CORPUS CHRISTI, Texas — When the pandemic forced many Americans to quarantine in their homes, some speculated we’d see a baby boom nine months later.
But the data is in with the opposite effect - at least in the Coastal Bend - where we are seeing a baby bust.
From 2020 to 2021 childbirths decreased by 154 deliveries at Christus Spohn South Hospital.
Research shows the decline isn’t isolated to the pandemic. In fact, the numbers have been declining in the U.S. since 2006,
“Its just not one of those things that I'm not prepared to do, like do I want to do that to another person?” said Eric Tinnin, who says deciding whether or not to give birth to a baby was a simple choice for her. "Who knows if we’re even going to have a job three months from now, especially after COVID-19 that took a huge toll on the economy. It's kind of just a crazy time."
A report from the Pew Research Center shows the fertility rate in the US was already at a record low before the COVID-19 pandemic began.
Pew notes some reasons for the decline include more women are getting educated, putting off getting married or simply are not having sex.
Allison Apple is the administrative director of women’s services at Christus Spohn South Hospital.
“I personally think more related to economy and just job situations and family dynamics,” said Apple.
While the pandemic was declared a national emergency on March 13, that means most babies conceived after would have been born in December of 2021.
The United States Census Bureau reports from December 2019 through March 2020, birth rates were at an average of approximately 300,000 births and from December 2020 to March 2021 that dropped to an estimated average of 280,000.
“This is where any mom would come to deliver and some days you’ll see this waiting room full and other days you’ll see it less full,” said Apple.
Seeing the waiting room “less full” is a bad sign for the economy.
The World Economic Forum estimates by 2035 there will fewer working adults. That will impacts Social Security benefits for Americans.
Today’s workers are paying for today’s retirees benefits and any future workers, including those being born this year, will help pay benefits when people who are in the workforce now retire.

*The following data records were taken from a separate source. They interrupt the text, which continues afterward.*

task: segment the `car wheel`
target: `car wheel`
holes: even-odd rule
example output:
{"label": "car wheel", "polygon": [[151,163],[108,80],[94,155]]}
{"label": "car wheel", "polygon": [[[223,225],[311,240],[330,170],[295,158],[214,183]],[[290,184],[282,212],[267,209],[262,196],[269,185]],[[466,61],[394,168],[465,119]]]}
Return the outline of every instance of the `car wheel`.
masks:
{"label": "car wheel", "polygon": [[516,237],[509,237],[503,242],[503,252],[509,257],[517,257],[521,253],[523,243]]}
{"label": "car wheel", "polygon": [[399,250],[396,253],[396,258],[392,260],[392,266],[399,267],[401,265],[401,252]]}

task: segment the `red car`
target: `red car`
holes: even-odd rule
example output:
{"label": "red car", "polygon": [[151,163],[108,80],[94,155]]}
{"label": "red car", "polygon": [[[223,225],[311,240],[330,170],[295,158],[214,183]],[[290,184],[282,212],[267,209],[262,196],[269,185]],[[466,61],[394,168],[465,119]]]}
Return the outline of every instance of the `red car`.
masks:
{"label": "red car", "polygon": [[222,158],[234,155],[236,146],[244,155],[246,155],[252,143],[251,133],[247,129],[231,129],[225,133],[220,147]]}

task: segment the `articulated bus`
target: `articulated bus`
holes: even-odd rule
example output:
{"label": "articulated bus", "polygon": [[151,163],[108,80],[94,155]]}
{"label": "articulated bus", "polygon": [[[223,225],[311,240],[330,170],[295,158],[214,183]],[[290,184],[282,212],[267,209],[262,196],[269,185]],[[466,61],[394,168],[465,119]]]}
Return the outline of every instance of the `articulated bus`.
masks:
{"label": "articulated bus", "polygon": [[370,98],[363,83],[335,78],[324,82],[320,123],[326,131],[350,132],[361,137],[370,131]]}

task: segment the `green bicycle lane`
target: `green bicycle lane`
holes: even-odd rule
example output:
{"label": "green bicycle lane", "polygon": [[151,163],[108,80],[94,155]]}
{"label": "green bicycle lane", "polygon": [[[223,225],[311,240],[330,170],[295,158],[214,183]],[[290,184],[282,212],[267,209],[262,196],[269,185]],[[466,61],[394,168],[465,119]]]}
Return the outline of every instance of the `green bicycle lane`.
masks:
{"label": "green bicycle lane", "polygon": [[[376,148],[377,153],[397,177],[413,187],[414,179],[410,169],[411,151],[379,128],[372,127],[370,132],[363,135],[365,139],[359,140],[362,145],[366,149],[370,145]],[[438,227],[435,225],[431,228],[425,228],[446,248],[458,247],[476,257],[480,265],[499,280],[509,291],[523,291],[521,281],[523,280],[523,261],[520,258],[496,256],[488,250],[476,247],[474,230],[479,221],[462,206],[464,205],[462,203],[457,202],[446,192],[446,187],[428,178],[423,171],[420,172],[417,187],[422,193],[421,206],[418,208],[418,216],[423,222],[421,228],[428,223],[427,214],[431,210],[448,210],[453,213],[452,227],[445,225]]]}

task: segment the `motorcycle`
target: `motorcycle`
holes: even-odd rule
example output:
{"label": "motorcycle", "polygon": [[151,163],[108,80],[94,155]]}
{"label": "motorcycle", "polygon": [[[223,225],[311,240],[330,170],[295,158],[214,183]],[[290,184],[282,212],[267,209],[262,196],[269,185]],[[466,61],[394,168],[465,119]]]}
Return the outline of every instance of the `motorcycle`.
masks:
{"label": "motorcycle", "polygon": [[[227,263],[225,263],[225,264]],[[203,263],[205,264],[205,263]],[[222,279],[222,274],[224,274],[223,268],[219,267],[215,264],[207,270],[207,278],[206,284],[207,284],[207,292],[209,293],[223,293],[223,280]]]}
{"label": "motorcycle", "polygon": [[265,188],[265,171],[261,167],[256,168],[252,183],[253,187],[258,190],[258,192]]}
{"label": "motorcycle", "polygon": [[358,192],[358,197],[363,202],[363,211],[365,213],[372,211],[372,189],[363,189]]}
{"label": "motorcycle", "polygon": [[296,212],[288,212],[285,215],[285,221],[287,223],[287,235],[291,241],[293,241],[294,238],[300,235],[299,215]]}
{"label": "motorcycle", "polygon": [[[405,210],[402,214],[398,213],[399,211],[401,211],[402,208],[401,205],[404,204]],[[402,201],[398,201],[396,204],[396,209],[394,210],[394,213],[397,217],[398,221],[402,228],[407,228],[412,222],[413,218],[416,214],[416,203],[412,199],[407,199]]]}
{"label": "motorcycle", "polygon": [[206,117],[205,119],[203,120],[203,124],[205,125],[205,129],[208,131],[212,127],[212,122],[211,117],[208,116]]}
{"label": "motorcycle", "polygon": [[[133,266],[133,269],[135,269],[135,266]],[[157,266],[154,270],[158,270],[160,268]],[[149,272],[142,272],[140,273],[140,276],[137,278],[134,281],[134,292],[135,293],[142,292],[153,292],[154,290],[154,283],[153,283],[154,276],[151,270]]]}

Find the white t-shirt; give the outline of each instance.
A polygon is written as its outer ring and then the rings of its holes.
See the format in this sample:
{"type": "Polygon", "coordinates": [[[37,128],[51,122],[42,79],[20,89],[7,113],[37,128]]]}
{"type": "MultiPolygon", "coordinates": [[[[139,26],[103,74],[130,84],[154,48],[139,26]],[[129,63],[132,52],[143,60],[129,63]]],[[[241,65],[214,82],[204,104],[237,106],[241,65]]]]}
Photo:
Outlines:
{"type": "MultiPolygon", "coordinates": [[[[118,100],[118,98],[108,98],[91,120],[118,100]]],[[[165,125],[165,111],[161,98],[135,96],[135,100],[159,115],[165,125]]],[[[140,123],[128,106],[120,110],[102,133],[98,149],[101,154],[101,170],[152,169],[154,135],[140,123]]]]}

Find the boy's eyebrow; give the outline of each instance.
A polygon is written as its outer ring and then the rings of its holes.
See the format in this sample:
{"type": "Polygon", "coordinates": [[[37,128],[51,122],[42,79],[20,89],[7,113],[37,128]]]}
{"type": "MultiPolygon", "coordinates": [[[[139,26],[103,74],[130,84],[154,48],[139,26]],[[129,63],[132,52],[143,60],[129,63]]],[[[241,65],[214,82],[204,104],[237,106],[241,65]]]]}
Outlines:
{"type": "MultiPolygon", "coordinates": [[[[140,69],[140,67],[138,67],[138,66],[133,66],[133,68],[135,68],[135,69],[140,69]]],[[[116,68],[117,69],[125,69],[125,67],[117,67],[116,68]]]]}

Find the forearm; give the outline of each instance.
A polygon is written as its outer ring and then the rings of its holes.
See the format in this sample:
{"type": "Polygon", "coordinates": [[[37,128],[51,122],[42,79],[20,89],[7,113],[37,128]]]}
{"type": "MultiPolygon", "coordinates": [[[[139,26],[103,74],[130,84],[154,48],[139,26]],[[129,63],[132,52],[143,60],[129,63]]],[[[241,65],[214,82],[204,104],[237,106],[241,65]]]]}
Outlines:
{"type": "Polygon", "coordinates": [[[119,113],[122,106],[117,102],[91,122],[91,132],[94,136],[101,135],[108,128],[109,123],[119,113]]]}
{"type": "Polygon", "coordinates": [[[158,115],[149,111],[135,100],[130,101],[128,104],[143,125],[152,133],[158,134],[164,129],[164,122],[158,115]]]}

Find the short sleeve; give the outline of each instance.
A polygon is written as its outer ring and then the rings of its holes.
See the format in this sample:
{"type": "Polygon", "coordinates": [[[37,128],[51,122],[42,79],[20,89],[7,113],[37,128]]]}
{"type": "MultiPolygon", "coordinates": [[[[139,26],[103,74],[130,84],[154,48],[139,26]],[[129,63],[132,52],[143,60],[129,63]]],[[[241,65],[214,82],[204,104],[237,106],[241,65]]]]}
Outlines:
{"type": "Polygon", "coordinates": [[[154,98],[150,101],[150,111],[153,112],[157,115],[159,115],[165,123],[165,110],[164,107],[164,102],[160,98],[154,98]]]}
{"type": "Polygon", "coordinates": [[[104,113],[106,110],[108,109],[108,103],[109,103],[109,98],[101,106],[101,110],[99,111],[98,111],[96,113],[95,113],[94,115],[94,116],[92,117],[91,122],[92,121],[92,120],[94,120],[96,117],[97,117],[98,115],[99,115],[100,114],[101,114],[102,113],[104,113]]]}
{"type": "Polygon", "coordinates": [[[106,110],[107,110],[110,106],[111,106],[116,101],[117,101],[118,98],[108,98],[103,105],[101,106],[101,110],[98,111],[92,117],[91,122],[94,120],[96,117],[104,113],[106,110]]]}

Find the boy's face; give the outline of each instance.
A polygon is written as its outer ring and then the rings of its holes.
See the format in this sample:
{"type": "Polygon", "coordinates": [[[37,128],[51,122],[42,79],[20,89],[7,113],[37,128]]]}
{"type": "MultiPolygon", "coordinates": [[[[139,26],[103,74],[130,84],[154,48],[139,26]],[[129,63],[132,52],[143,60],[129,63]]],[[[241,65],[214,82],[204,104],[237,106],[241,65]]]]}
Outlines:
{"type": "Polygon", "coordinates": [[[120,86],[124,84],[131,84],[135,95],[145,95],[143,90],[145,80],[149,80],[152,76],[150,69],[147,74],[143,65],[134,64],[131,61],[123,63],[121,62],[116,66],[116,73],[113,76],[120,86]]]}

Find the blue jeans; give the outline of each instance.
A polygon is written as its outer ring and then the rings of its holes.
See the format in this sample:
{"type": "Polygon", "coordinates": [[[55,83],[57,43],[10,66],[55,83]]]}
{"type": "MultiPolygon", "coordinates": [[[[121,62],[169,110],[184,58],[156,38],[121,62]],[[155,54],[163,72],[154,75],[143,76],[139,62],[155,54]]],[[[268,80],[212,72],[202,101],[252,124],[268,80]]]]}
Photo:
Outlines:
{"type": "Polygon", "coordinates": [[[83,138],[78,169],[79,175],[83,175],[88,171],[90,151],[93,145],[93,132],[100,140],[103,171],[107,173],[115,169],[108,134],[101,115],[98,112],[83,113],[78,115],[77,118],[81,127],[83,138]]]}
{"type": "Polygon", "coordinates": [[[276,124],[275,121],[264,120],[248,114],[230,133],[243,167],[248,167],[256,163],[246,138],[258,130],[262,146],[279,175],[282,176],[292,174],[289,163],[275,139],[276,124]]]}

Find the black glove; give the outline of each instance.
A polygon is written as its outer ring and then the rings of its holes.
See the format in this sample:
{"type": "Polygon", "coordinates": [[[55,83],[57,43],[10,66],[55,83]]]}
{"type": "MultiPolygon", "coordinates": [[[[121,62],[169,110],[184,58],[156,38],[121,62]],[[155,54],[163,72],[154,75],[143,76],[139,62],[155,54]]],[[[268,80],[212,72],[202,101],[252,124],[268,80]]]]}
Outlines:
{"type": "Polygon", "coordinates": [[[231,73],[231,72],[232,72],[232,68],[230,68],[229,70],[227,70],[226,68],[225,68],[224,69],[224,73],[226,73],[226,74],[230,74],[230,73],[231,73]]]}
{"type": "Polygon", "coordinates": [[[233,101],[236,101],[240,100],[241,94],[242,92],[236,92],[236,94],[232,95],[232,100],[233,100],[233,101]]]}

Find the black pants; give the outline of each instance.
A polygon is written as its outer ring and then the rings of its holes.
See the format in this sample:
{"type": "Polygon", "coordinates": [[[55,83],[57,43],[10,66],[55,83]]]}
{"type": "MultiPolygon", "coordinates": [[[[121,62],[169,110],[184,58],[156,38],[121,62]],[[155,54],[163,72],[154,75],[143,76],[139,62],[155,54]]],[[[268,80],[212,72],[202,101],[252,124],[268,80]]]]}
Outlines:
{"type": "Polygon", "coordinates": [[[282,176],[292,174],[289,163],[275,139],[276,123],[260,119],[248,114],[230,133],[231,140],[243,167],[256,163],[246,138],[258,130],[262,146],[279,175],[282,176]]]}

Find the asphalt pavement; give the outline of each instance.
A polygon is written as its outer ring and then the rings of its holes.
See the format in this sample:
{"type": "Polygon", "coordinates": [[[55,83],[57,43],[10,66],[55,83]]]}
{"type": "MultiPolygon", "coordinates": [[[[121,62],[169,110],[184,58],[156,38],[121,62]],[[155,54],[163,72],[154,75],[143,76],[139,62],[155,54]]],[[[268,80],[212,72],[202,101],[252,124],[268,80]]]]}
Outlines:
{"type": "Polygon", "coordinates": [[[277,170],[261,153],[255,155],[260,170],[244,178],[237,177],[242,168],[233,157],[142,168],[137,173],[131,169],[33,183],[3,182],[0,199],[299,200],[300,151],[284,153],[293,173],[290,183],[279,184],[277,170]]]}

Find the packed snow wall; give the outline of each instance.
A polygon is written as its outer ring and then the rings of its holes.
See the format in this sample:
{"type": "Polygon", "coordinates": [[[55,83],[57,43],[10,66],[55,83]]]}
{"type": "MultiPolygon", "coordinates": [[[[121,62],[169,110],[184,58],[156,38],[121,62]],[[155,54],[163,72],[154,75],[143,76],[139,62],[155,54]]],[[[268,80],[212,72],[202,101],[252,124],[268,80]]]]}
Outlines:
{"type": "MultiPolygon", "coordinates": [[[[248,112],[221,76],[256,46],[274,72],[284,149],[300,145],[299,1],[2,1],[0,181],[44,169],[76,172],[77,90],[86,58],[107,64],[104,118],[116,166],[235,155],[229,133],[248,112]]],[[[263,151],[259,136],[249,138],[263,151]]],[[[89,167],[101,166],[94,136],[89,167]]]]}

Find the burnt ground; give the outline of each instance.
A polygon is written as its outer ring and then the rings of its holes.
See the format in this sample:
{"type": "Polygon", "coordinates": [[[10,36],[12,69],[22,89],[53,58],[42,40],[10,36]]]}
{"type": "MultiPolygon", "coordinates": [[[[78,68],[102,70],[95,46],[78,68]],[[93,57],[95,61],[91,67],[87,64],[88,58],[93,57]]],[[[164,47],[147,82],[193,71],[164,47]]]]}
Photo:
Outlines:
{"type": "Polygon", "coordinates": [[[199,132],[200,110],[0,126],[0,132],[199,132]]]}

“We don’t want to see a decrease, we definitely want growth and an increase," Apple said.
While multiple reports shows COVID-19 is not responsible for the baby bust. haiving a baby during a global pandemic is a different experience.
Kira Marie Belew was pregnant during the peak months of the COVID-19 pandemic. She gave birth to her son in April 2020.
“My children weren’t allowed to meet the baby, my parents couldn’t meet the baby," she said. "It was just me and my husband."
CHRISTUS Spohn reports that as of Friday, 80 babies have been born this month.
“It's just one step and you get through it and you get going and at the end you have a beautiful baby," Apple said.
This trend is likely to remain. A report from the Brookings Institute found the number of births is expected to be lower than the number of deaths for the foreseeable future.